Pope Francis
Pope FrancisReuters

Pope Francis, the leader of 1.2 billion Roman Catholics around the world, talked about the Apocalypse in his Thanksgiving Day address at St. Peter's Square.

The Christian leader said that the end of the world was inevitable because there was so much sin, adding that questions about the Apocalypse were ancient.

The thought of the world "passing away" had travelled down through ages and though the Church knew no answers to when it shall happen, he confirmed that an end was unavoidable.

The Pope also added that the apocalypse will not be the end; it will rather be a "transformation" to a new, more beautiful universe. He also explained that God was preparing a new world for humans and humanity, while the earth weakens under the weight of the sin.

"Yes, the Earth is already deformed by sin and this world shall pass away. However, God promised a new dwelling place and a new Earth is being prepared; in this new world, justice will abide and God shall answer and quenched humans' longing for peace," Pope Francis explained.

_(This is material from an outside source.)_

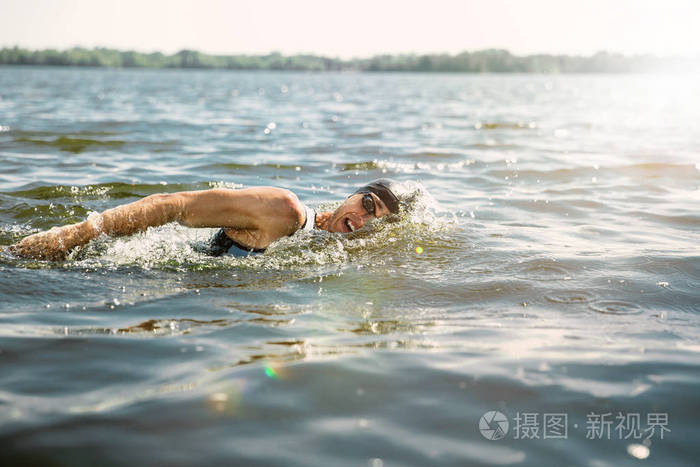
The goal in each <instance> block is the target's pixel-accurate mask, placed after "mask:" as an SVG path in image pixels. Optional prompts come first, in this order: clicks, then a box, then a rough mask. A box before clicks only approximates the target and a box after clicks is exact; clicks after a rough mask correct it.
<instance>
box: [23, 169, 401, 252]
mask: <svg viewBox="0 0 700 467" xmlns="http://www.w3.org/2000/svg"><path fill="white" fill-rule="evenodd" d="M405 195H406V191H405V190H404V189H403V187H402V186H401V185H400V184H399V183H397V182H394V181H392V180H389V179H385V178H382V179H378V180H374V181H373V182H370V183H368V184H367V185H365V186H363V187H361V188H359V189H358V190H357V191H355V192H354V193H353V194H352V195H350V196H349V197H348V198H347V199H346V200H345V201H344V202H343V204H341V205H340V206H339V207H338V208H337V209H336V210H335V211H333V212H328V211H327V212H319V213H316V211H314V210H313V209H311V208H309V207H307V206H305V205H304V204H302V203H301V202H300V201H299V199H298V198H297V196H296V195H295V194H294V193H292V192H291V191H289V190H286V189H283V188H276V187H255V188H245V189H241V190H232V189H226V188H214V189H211V190H202V191H184V192H179V193H163V194H155V195H150V196H147V197H145V198H143V199H140V200H139V201H135V202H133V203H130V204H124V205H121V206H117V207H115V208H113V209H108V210H106V211H104V212H103V213H93V214H90V215H89V216H88V218H87V220H85V221H83V222H79V223H77V224H71V225H66V226H63V227H54V228H53V229H51V230H48V231H46V232H40V233H37V234H34V235H30V236H28V237H26V238H24V239H23V240H21V241H20V242H18V243H16V244H14V245H12V246H10V251H11V252H13V253H14V254H16V255H18V256H22V257H26V258H34V259H44V260H52V261H59V260H62V259H64V258H65V257H66V256H67V255H68V254H69V253H70V252H71V251H72V250H74V249H75V248H78V247H81V246H84V245H87V244H88V243H89V242H90V241H91V240H93V239H94V238H97V237H99V236H100V235H101V234H103V233H104V234H107V235H110V236H114V237H119V236H124V235H132V234H135V233H137V232H143V231H144V230H146V229H147V228H148V227H157V226H160V225H164V224H167V223H169V222H178V223H180V224H182V225H185V226H187V227H209V228H212V227H214V228H217V227H219V228H220V230H219V231H218V232H217V233H216V234H215V235H214V237H213V238H212V240H211V245H210V250H211V251H210V253H211V254H212V255H215V256H220V255H232V256H248V255H250V254H256V253H261V252H263V251H264V250H265V248H267V247H268V246H269V245H270V244H271V243H272V242H274V241H275V240H277V239H279V238H282V237H286V236H290V235H293V234H294V233H295V232H296V231H298V230H312V229H320V230H326V231H328V232H341V233H349V232H354V231H355V230H357V229H360V228H361V227H362V226H363V225H364V224H365V223H366V222H368V221H370V220H372V219H379V218H381V217H384V216H386V215H388V214H392V213H393V214H396V213H398V212H399V207H400V205H401V203H402V199H403V198H405Z"/></svg>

At another mass on Friday, Pope Francis talked about the fall of Babylon and Jerusalem, telling the disciples that each city had fallen for separate reasons – for corruption and distraction.

The Pope on his current three-day visit to Turkey, called for more religious tolerance and claimed that fundamentalism could be fought by ridding the world of poverty, hunger and marginalization and not just by military intervention.

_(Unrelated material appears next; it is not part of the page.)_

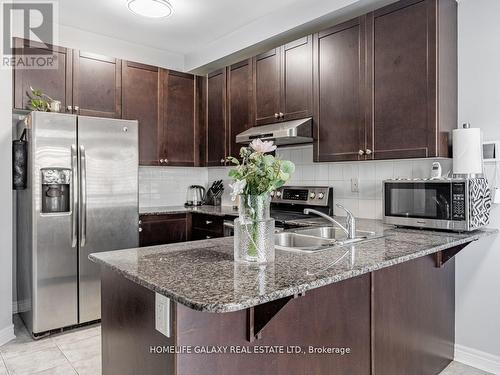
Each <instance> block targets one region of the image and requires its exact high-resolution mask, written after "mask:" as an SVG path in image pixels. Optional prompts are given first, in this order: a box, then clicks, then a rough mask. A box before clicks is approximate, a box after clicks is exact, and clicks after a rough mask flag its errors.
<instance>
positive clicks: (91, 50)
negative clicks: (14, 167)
mask: <svg viewBox="0 0 500 375" xmlns="http://www.w3.org/2000/svg"><path fill="white" fill-rule="evenodd" d="M14 35H18V36H19V34H16V30H14ZM57 43H58V45H60V46H63V47H67V48H74V49H81V50H84V51H88V52H94V53H98V54H103V55H107V56H113V57H116V58H120V59H127V60H131V61H136V62H140V63H145V64H152V65H155V66H161V67H164V68H170V69H176V70H181V71H183V70H184V57H183V56H182V55H179V54H173V53H169V52H166V51H164V50H159V49H154V48H149V47H144V46H141V45H138V44H134V43H130V42H127V41H125V40H120V39H113V38H109V37H106V36H102V35H98V34H94V33H91V32H87V31H84V30H79V29H76V28H72V27H68V26H60V27H59V40H58V42H57ZM11 77H12V72H11V71H10V70H0V88H1V90H2V95H0V124H1V126H0V150H1V151H0V153H1V154H0V173H1V174H0V175H1V176H2V185H1V189H0V207H1V210H0V345H1V344H2V343H3V341H6V340H10V339H11V338H12V335H13V330H12V319H11V315H12V306H13V303H14V306H15V305H16V303H17V302H16V301H17V296H16V282H15V280H13V275H12V269H13V268H14V269H15V264H14V265H13V259H15V257H14V255H15V249H13V241H12V232H13V225H14V224H13V219H12V204H13V198H12V186H11V182H10V178H11V176H12V169H11V141H12V133H11V132H12V128H11V126H10V124H11V123H12V103H11V100H12V98H11V95H9V93H10V92H11V90H12V81H11V80H12V78H11ZM163 174H164V173H163ZM146 175H148V174H147V173H146ZM160 176H161V174H160ZM188 180H189V179H188ZM202 180H203V181H204V183H206V173H205V177H204V178H202ZM189 181H191V180H189ZM186 183H187V182H186ZM193 183H194V182H193ZM181 185H182V184H181ZM151 186H153V187H154V186H155V185H154V184H152V185H151ZM178 189H181V188H178ZM148 191H153V188H149V189H148ZM166 192H167V191H166ZM184 192H185V189H184ZM165 196H168V197H170V194H165ZM144 197H145V195H143V196H142V198H144ZM152 197H153V198H155V197H157V196H156V195H152ZM174 197H176V199H177V200H179V204H181V203H184V199H185V193H184V195H183V198H182V200H180V199H179V198H180V194H177V193H176V194H174ZM160 201H161V199H160ZM143 202H146V203H149V202H152V200H150V199H147V200H145V201H144V200H143ZM162 202H163V201H162ZM153 203H156V202H154V201H153ZM167 203H168V204H171V203H173V201H168V200H167Z"/></svg>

Speaking at Turkish president Recep Tayyip Erdoğan's palace in Ankara, the 77-year-old pontiff called for more interreligious dialog and lauded the Muslim country for caring for more than a million Syrians who now live within Turkish borders.

Pope Francis is the fourth Pope to visit Turkey and his speech seemed to resonate among people present at the venue.

"It is essential that all citizens – Muslim, Jewish and Christian – both in the provision and practice of the law, enjoy the same rights and respect the same duties. Freedom of religion and freedom of expression, when truly guaranteed to each person, will help friendship to flourish and thus become an eloquent sign of peace," the Pope said.

Francis is set to travel to Istanbul on Saturday, where he will be the official guest of Orthodox Christian leader Bartholomew I, the ecumenical patriarch who guides 300 million orthodox Christians.